Le moustique tigre est une espèce invasive qui s’est progressivement implanté en Auvergne-Rhône-Alpes ces dernières années. Au-delà de la gêne occasionnée par ses piqûres, il représente aussi un enjeu de santé publique en véhiculant plusieurs virus responsables de maladies infectieuses chez l’être humain.

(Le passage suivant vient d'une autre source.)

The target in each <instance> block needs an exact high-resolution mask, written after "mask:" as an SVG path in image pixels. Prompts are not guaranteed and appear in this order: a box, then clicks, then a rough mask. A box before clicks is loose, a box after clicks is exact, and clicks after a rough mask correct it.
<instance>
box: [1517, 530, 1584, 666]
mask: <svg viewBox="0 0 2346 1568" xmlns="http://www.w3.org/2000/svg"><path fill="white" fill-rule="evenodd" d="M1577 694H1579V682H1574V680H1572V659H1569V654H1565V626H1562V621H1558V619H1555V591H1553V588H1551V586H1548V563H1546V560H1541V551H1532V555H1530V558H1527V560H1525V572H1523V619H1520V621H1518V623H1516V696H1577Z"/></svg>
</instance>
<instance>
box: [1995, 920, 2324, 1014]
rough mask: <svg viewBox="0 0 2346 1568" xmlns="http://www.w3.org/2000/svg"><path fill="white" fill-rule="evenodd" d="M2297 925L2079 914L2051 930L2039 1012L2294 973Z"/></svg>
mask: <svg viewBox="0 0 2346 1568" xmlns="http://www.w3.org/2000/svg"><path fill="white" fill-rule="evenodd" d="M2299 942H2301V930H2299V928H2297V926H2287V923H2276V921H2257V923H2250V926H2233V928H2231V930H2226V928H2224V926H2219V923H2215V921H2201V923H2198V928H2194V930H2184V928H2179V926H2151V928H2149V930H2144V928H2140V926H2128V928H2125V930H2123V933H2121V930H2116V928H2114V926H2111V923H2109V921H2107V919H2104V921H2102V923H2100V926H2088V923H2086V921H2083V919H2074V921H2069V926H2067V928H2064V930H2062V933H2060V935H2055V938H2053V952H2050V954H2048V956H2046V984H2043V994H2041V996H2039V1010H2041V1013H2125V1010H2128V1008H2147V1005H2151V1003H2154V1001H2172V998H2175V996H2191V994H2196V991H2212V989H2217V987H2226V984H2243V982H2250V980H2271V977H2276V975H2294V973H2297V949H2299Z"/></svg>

Les processionnaires du pin et du chêne sont 2 espèces de lépidoptères. Outre les dégâts sur les végétaux (défoliation des arbres), les chenilles peuvent provoquer de fortes réactions allergiques pour l’humain et l’animal, même sans les toucher (soies très volatiles) : conjonctivites, irritations des voies respiratoires, éruptions cutanées…
Les tiques sont des acariens parasites qui vivent notamment dans les forêts et hautes herbes et se nourrissent de sang animal ou humain. Plusieurs espèces de tiques sont présentent en AURA (notamment Ixodes et Dermacentor) avec des risques de transmission de maladies telles que la maladie de Lyme ou l’encéphalite à tiques.
La berce du Caucase est une espèce exotique envahissante préoccupante qui reste relativement peu présente en Auvergne-Rhône-Alpes. La sève de cette plante contient des substances phototoxiques qui réagissent aux rayons ultraviolets (UV), pouvant provoquer de graves brûlures allant jusqu’au 3ème degré.